過疎地やトンネル内の携帯基地局整備案 当会が意見を提出

 総務省は2月12日、「携帯電話の基地局整備の在り方に関する研究会」報告書(案)を公表し、3月5日まで同報告書(案)への意見を募集しました。当会は、意見を提出しました。
 同報告書(案)の主な内容は、以下の通りです。【会報編集担当】

○2012年度末において携帯電話サービスエリア外人口は3.9万人(3240集落)で、そのうち「エリア化要望なし」の人口を除く3.4万人について、エリア外の早期解消を目指す。
○道路トンネルについては、2012年度末において高速道路の99.4%、直轄国道の91.1%、補助国道の約74%で携帯電話サービスが利用可能となっている。新しいトンネルが建設されている状況のなかで、高速道路は100%、直轄国道は90%を維持・達成することが適当。補助国道については、関係自治体からの要望や重要度を踏まえ、必要に応じて整備状況を整理し、目標を定めていくことが望ましい。
○鉄道トンネルについては、東北新幹線の東京・水沢江刺間、東海道新幹線の東京・新大阪間について、携帯電話サービス利用対策を対策済みまたは対策中である。2014~16年度で、新幹線トンネルの未対策区間(516km)のうち4分の1の対策を目指すことが適当である。

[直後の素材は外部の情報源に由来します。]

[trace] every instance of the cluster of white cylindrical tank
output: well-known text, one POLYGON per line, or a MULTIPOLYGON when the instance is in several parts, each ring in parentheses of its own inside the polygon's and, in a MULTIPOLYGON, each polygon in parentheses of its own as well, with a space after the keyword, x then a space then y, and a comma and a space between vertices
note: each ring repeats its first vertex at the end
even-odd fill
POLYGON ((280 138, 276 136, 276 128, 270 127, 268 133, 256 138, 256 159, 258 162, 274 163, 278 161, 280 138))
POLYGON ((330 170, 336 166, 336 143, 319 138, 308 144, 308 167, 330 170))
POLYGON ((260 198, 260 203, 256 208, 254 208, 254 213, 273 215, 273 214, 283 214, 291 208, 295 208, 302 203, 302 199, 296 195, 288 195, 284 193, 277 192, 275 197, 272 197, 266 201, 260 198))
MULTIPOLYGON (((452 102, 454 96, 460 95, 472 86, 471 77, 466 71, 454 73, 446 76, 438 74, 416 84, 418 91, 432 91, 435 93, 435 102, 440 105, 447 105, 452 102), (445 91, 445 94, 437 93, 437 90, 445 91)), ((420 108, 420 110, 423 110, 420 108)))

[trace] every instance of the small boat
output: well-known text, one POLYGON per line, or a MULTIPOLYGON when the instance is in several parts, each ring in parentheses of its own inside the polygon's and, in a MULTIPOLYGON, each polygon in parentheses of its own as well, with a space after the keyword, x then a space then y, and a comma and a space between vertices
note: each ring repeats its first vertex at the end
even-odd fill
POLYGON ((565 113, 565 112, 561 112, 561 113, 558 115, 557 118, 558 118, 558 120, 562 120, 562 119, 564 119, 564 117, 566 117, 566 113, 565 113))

○その他、交通拠点や主要道路、スノーシェッド、峠道等にといても必要に応じて基地局整備を進めていくべきである。
○事業者と地方自治体のお互いの資産を活用しながら、様々な手段の組合せで、効率的に基地局整備を実施できる環境を整備することが重要である。整備要望がある居住地域については、地方自治体が未整備地域に関する情報を収集し、事前に事業者と情報共有することで、事業者の補助事業への参画を促す。
○国の役割としては、地方自治体や事業者等の協力を得て、定期的にサービスエリア外の場所の調査を実施し、必要な情報を共有できる仕組みを整備すること、基地局整備を促進する補助制度の維持に努めること等が考えられる。
○地方自治体の役割としては、未整備地域ごとに実態や住民の要望を可能な限り数値等で可視化して把握すること、地域情報通信基盤整備推進交付金(ICT交付金)や情報通信利用環境整備推進交付金等により整備した光ファイバ網の積極的な活用を検討すること、携帯電話を活用した行政サービスやアプリケーションの開発等の需要の創出に努めること等が考えられる。
○事業者の役割としては、未整備地域ごとに整備のボトルネックを特定すること、基地局ごとの収支、サービスエリアの連続性、入込客数、トラヒックや住民等からの要望を考慮している基地局の整備基準の見直しを検討すること等が考えられる。